Geophysical surveying of slopes affected by debris flows: the case of S. Felicea Cancello (Caserta, Southern Italy)
V. Chiessi,M. D'Orefice,S. Superbo
Annals of Geophysics , 2003, DOI: 10.4401/ag-3473
Abstract: This paper contains the results of a series of geophysical investigations carried out on the largest debris flow to have taken place in Tavernole, S. Felice a Cancello (Caserta, Southern Italy). The landslide occurred in concurrence with other catastrophic events in the Sarno Mountains in May 1998. This research project is part of a series of geological, geomorphological and geotechnical studies whose purpose is to improve the knowledge of this type of phenomenon. The project also tested and compared various survey methods in the sample area of S. Felice a Cancello.
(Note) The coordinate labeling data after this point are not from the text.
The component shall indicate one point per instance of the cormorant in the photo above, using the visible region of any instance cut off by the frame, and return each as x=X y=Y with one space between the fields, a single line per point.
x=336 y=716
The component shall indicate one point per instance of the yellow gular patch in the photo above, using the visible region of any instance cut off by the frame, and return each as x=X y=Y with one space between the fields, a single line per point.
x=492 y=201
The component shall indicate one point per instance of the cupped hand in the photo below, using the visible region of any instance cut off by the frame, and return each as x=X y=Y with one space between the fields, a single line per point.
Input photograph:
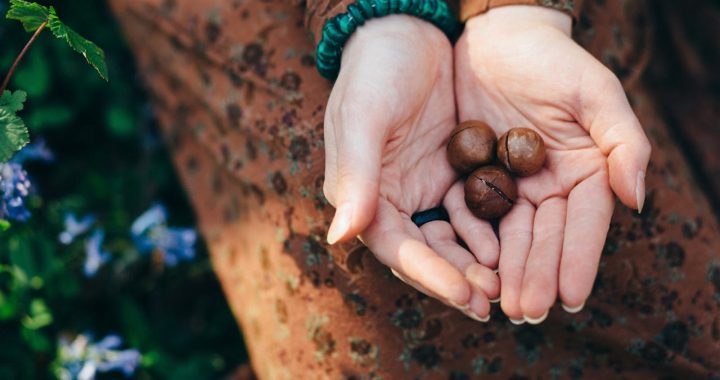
x=516 y=66
x=387 y=121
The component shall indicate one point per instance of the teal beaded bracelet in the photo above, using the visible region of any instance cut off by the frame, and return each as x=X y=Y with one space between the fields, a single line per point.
x=338 y=29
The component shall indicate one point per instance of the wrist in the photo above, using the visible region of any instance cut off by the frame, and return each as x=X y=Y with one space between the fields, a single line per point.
x=404 y=31
x=520 y=18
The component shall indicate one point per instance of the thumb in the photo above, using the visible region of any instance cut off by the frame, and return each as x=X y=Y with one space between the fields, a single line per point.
x=613 y=126
x=359 y=156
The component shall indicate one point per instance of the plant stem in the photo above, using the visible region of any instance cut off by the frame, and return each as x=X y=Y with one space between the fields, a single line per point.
x=20 y=56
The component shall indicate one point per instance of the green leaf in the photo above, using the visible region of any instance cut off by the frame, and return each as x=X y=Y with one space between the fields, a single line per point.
x=13 y=101
x=13 y=133
x=93 y=54
x=39 y=315
x=31 y=15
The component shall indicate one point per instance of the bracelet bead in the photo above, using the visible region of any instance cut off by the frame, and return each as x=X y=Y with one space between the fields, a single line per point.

Geophysical surveying allowed us to collect information regarding the physical features and thickness of the materials affected by landslide phenomena and to verify the applicability and effectiveness of the various indirect surveying methods adopted. The preliminary results of the study enabled us to generate a series of suggestions which could prove useful in formulating the correct approach to this type of problem to be adopted in ordinary professional practice. These indications concerned the type of geophysical surveying to be conducted and, where applicable, the means of implementation. In general, seismic refraction was found to be the best technique for collecting information on the area studied.